Из тепла, из света комнаты командиры батальонов стали выходить в плотную тьму улочки, в шум деревьев, на холодный ветер, сквозь который понеслись колыхающиеся голоса:

– Липтяев, лошадь!

– Сиволап, давай сюда! Где пропал?

Продрогшие ординарцы подводили лошадей ближе к крыльцу, застоявшиеся лошади, привыкшие к фронтовой темноте, косили глазами на свет из дверей, фыркая, шевелили влажными ноздрями. Осенний воздух был зябок; и черное небо, вымытое в выси октябрьскими ветрами, мерцало студено, звездно, и ясен и чист был, как снежная дорога, Млечный Путь в холодных черных пространствах над этой деревушкой, над Днепром, над немецкой обороной по правому его берегу.

Командир первого батальона майор Бульбанюк, тяжко крякнув, перекинул сильное тело в седло, буднично спросил Ермакова, который, сходя по ступеням крыльца, закуривал, чиркал зажигалкой:

– Капитан, что там за ерунда на станции приключилась?

– Начальника тыла под суд отдают, кажется.

– Виноватого найти легко, – сказал Бульбанюк. – Липтяев, поехали!

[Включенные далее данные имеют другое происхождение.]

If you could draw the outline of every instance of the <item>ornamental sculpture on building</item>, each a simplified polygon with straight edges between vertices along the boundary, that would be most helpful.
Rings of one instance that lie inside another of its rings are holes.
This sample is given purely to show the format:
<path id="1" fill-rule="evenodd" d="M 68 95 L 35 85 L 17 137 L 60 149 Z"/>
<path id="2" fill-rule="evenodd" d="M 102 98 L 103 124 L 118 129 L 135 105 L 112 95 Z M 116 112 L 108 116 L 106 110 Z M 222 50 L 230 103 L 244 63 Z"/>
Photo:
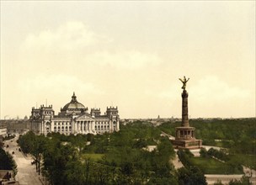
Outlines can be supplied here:
<path id="1" fill-rule="evenodd" d="M 186 77 L 184 76 L 184 77 L 183 77 L 183 80 L 181 79 L 181 78 L 179 78 L 180 81 L 181 81 L 181 82 L 183 83 L 183 86 L 182 86 L 182 89 L 184 89 L 184 90 L 186 90 L 186 84 L 187 84 L 187 82 L 188 82 L 188 81 L 189 80 L 189 78 L 188 78 L 188 80 L 186 79 Z"/>

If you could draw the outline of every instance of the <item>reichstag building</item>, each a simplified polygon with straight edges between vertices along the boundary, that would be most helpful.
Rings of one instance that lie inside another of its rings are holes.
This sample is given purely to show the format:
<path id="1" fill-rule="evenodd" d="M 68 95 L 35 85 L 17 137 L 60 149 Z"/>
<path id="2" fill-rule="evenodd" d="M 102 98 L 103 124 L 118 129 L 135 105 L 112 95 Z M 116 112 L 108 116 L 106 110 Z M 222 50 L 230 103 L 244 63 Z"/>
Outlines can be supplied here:
<path id="1" fill-rule="evenodd" d="M 71 102 L 61 108 L 57 115 L 55 115 L 52 105 L 41 105 L 39 108 L 33 107 L 29 117 L 31 130 L 36 134 L 44 135 L 50 132 L 96 135 L 119 131 L 117 107 L 107 107 L 104 115 L 101 115 L 100 108 L 91 108 L 90 113 L 88 110 L 88 108 L 77 102 L 74 92 Z"/>

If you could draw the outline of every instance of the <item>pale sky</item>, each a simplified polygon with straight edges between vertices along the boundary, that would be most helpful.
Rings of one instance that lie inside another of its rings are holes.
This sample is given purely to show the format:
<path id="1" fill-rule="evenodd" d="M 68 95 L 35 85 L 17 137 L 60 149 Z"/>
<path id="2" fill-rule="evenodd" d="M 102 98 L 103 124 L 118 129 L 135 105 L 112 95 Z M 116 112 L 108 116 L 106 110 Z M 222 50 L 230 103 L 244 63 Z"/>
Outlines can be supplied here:
<path id="1" fill-rule="evenodd" d="M 1 119 L 71 101 L 121 119 L 255 117 L 255 1 L 1 1 Z"/>

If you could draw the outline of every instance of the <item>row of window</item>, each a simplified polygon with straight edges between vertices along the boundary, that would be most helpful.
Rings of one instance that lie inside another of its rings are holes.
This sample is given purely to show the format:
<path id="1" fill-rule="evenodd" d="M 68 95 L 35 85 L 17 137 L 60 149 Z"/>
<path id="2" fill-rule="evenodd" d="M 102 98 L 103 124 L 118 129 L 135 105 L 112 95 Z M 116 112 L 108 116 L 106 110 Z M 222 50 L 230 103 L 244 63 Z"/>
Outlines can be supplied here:
<path id="1" fill-rule="evenodd" d="M 69 123 L 69 122 L 58 122 L 58 123 L 56 123 L 56 122 L 54 122 L 54 125 L 65 125 L 65 124 L 70 124 L 71 125 L 71 123 Z"/>

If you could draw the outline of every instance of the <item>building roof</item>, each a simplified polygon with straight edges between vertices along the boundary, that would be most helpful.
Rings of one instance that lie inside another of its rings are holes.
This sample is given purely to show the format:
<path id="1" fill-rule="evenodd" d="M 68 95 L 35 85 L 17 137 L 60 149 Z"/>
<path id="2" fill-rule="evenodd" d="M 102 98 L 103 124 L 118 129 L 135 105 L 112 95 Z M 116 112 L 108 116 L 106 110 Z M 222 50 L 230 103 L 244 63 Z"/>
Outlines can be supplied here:
<path id="1" fill-rule="evenodd" d="M 76 110 L 79 109 L 82 112 L 83 112 L 83 111 L 87 110 L 88 108 L 86 108 L 83 104 L 77 102 L 77 97 L 76 97 L 75 92 L 74 92 L 73 96 L 72 97 L 71 102 L 67 103 L 63 107 L 63 108 L 61 108 L 61 111 L 72 111 L 72 110 L 75 110 L 75 109 Z"/>

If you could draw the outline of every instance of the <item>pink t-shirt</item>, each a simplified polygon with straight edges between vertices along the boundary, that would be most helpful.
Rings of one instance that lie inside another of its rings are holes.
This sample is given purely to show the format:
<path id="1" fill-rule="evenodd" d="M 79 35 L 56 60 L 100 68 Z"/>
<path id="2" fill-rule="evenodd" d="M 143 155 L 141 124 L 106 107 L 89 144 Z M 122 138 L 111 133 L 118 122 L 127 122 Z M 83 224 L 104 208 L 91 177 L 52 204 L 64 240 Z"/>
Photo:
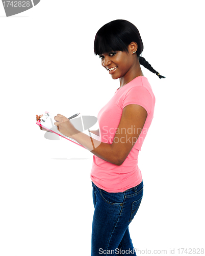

И пустил коня рысью, опережая ординарца.

Полковник Гуляев вышел на крыльцо вместе с Алексеевым. В желтом квадрате распахнувшихся дверей Ермаков увидел их фигуры: невысокую, налитую полковника Гуляева, длинную, узкоплечую – Алексеева. И мгновенно в свежем воздухе запахло цветочным одеколоном – чистоплотный запах чего-то мирного, давным-давно забытого.

– Капитан Ермаков, – сказал Алексеев вполголоса, спускаясь по ступеням, – вы получите в артполку два орудия с расчетами. Добавите своих людей. По вашему усмотрению. Ну, дорогой мой, ни пуха вам ни пера! И людей… людей берегите, дорогой мой!

Это странное «дорогой мой», фраза «ни пуха вам ни пера» – обращение и непростое и необыденное – вдруг сказало все: то, что было несколько минут назад в штабе, очень серьезно, и если после боя он останется жив, то не услышит больше необычное «дорогой мой», не почувствует больше невоенного пожатия руки Алексеева – это переступало установленные взаимоотношения. К штабу полка шли молча, на ощупь обходя рытвины, наталкиваясь на влажные от росы повозки, и Ермакову казалось, что в сыром воздухе еще таял ненужный, беспокоящий запах цветочного одеколона, напоминая о том, что простая, недавно тихая жизнь круто изменила русло, и это возбуждало его.

– Одного не понимаю, – сказал Ермаков и швырнул папиросу под ноги. – Зачем унижаться перед Иверзевым? Почему вы мало попросили огневых средств для батальонов? Посмотрели бы на комбатов – все ждали…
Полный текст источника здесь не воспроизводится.